The weakness of the rouble is hurting Russia, which has lost tens of billions of dollars because of sanctions imposed by the West in the Ukraine crisis, Prime Minister Dmitry Medvedev said on Wednesday.
In a sober assessment of an economy edging towards recession, Medvedev said Russia should reduce its reliance on energy exports, which makes it vulnerable to falls in the global price of oil.
But he said Russia still had options, such as its companies and banks turning to Asia for funds and boosting domestic production to reduce dependence on imports, and added that history proved sanctions could not hold back a country for long.

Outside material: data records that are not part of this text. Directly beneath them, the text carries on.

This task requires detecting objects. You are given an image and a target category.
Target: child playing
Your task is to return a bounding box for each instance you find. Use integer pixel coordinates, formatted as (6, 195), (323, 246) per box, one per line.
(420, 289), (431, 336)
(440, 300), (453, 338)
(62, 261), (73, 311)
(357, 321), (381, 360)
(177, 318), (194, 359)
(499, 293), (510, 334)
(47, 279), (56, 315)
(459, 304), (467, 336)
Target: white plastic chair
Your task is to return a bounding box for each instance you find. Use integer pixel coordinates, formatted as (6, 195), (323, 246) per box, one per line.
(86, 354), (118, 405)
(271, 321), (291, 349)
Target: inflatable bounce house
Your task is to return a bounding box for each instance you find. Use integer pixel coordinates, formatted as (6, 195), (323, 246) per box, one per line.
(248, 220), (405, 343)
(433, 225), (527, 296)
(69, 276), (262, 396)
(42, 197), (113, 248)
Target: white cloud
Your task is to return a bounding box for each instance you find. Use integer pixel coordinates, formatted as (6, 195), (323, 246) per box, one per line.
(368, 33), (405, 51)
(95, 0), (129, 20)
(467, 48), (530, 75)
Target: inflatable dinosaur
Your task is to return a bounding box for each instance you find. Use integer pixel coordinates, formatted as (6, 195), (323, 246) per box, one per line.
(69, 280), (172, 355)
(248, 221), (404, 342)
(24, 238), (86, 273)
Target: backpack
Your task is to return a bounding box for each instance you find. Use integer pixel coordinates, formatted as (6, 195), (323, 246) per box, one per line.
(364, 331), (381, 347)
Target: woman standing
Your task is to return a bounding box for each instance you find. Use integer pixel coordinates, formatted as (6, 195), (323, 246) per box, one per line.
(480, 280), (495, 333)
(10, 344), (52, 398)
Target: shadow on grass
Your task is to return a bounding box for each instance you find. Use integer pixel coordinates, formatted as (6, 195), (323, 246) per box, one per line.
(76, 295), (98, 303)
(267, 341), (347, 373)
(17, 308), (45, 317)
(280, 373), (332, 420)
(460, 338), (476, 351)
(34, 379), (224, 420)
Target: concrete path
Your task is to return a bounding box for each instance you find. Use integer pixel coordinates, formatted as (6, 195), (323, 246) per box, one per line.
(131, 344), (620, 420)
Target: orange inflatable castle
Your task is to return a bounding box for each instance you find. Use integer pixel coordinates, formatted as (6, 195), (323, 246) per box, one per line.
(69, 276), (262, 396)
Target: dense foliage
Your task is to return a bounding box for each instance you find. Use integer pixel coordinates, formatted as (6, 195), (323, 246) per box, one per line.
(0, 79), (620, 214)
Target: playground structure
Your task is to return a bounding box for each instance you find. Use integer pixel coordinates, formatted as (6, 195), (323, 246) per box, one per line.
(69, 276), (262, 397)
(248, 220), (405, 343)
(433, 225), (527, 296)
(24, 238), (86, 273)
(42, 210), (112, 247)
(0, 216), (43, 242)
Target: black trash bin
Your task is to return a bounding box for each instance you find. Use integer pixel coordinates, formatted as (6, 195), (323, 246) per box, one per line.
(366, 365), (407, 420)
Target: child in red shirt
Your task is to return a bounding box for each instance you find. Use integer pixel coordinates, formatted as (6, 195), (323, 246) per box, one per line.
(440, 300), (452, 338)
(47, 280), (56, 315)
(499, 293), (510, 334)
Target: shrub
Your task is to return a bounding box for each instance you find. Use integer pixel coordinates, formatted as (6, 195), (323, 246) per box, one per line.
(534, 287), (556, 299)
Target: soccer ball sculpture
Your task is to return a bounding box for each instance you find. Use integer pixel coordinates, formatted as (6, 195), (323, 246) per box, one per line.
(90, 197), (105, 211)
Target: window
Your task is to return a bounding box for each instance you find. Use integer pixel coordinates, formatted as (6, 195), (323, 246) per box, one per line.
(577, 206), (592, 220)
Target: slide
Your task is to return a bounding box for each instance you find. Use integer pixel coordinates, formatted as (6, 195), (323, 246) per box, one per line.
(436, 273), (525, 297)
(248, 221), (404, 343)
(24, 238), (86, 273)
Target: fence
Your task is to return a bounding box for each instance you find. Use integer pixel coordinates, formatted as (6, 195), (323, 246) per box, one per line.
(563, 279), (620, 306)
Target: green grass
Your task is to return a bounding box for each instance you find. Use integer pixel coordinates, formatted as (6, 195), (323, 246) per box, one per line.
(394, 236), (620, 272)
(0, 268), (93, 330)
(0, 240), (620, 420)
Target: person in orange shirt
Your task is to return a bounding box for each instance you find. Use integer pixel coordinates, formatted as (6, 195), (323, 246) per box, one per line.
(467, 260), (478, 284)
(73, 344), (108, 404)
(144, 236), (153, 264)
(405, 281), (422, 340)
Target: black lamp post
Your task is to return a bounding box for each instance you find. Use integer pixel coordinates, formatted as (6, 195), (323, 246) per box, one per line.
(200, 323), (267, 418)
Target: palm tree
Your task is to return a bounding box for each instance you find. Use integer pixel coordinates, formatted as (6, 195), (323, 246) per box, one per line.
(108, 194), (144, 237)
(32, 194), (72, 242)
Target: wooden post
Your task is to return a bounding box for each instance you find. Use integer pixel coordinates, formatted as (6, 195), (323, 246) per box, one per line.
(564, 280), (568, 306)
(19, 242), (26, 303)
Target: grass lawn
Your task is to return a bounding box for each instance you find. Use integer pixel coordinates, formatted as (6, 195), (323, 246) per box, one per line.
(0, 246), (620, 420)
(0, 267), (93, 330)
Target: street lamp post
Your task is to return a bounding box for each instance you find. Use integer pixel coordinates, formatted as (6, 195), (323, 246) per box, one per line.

The weakening of the rouble "has a certain impact on the budget, on how it balances and for a number of other reasons too, but nevertheless ... a substantial weakening of the rouble is not advantageous for the state and the economy," Medvedev said in the interview with Russian television channels.
The rouble has fallen around 40 percent against the dollar since June, fuelling inflation and hitting gross domestic product.

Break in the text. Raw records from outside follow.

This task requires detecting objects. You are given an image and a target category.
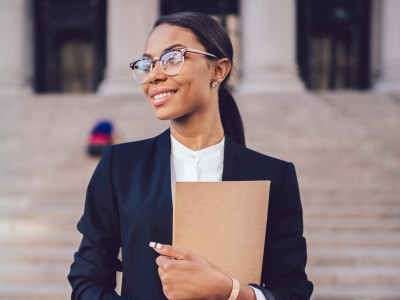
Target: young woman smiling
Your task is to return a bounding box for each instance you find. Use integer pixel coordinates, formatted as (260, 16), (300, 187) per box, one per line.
(68, 12), (313, 300)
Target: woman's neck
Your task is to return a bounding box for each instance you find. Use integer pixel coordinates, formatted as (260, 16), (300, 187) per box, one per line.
(171, 115), (224, 151)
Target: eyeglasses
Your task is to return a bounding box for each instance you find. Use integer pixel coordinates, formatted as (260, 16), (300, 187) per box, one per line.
(129, 48), (217, 83)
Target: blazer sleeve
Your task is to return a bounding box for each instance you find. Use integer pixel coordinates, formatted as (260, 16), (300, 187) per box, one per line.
(253, 163), (313, 300)
(68, 147), (128, 300)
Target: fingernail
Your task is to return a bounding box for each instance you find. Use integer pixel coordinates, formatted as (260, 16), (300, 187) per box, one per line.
(149, 242), (162, 249)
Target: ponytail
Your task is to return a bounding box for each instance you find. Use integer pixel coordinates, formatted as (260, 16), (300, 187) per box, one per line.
(218, 85), (246, 146)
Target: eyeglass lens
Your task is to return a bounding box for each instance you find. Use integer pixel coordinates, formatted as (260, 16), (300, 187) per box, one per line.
(133, 50), (184, 83)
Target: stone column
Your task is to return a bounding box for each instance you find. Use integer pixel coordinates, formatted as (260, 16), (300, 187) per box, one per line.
(0, 0), (33, 94)
(374, 0), (400, 92)
(99, 0), (159, 95)
(238, 0), (304, 93)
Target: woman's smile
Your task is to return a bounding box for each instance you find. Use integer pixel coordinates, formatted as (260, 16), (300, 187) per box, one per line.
(150, 88), (177, 107)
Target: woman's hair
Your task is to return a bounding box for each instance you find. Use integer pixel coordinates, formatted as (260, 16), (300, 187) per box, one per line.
(153, 12), (246, 146)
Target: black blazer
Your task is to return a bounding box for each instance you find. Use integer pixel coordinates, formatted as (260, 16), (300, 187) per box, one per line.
(68, 130), (313, 300)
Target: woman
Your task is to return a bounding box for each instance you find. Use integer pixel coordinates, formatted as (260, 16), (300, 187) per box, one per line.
(68, 12), (312, 300)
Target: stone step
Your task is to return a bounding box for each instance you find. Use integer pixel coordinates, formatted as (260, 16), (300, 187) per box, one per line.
(0, 282), (71, 300)
(307, 265), (400, 288)
(0, 263), (70, 285)
(307, 247), (400, 268)
(0, 217), (77, 237)
(311, 285), (400, 300)
(0, 231), (82, 248)
(306, 231), (400, 248)
(304, 203), (400, 219)
(300, 189), (400, 207)
(304, 217), (400, 234)
(0, 245), (74, 264)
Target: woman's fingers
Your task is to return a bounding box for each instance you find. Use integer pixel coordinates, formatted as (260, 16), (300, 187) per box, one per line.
(149, 242), (193, 260)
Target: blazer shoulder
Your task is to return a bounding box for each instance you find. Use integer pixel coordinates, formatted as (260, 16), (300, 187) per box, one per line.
(110, 130), (170, 155)
(236, 139), (292, 169)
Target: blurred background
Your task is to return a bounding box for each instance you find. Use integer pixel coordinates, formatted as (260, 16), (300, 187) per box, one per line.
(0, 0), (400, 300)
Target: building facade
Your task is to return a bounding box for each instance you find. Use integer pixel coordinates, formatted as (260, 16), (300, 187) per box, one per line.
(0, 0), (400, 95)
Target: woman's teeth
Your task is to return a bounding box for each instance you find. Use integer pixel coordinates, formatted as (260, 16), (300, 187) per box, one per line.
(153, 92), (174, 100)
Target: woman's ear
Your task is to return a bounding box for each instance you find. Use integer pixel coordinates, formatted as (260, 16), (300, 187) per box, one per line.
(212, 58), (232, 83)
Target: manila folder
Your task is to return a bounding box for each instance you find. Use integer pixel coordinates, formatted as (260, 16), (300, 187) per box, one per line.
(173, 181), (270, 284)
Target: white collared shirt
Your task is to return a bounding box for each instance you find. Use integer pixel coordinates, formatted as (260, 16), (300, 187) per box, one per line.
(171, 134), (267, 300)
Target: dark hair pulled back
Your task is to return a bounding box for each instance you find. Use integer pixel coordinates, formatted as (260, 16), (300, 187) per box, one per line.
(153, 12), (246, 146)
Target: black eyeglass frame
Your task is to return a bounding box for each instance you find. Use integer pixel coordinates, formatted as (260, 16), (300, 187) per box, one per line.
(129, 47), (218, 84)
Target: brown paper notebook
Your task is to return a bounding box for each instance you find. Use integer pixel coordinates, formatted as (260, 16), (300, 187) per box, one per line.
(173, 181), (270, 284)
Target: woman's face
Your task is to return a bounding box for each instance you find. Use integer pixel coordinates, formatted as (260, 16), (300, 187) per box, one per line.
(142, 24), (218, 120)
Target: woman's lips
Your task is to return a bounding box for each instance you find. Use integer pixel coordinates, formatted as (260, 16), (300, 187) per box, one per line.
(151, 91), (175, 107)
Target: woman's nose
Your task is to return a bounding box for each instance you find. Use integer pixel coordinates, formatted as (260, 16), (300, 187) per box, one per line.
(149, 61), (168, 84)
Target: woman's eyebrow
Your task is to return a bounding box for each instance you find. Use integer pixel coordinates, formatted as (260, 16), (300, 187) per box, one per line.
(142, 44), (186, 58)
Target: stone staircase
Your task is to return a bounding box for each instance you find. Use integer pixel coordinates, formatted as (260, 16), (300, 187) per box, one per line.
(0, 93), (400, 300)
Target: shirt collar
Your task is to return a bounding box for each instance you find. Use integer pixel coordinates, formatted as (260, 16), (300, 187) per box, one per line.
(171, 134), (225, 161)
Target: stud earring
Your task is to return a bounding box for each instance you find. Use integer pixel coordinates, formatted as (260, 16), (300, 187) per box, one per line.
(211, 81), (219, 88)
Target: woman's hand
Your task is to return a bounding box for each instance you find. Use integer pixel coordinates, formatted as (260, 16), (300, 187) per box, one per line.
(150, 243), (232, 300)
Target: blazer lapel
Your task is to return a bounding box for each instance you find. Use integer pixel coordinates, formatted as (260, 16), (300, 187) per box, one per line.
(222, 135), (241, 181)
(153, 129), (172, 244)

Asked about the impact of the Western sanctions, Medvedev said: "Our economy, probably, has lost tens of billions of dollars."
Echoing President Vladimir Putin, he said sanctions hurt not only Russia, but also those who imposed them.
The prime minister, who was president for four years until Putin's return to the Kremlin in 2012, said there were tough times ahead. But he underlined that all Russians, including officials, were in the same position.
He said he held his money in roubles as he was paid in roubles - a sensitive topic as the sinking currency prompts Russians to change their money into hard currency.
Asked whether officials had access to luxuries that others could not buy as often happened in Soviet times, Medvedev said there was no preferential treatment.
"As for the government canteen, in no way does it differ from any other canteen," he said.
"In Soviet times it had discount prices, special food products. But there is no such thing anymore; no oysters, nothing that would not be available in other places."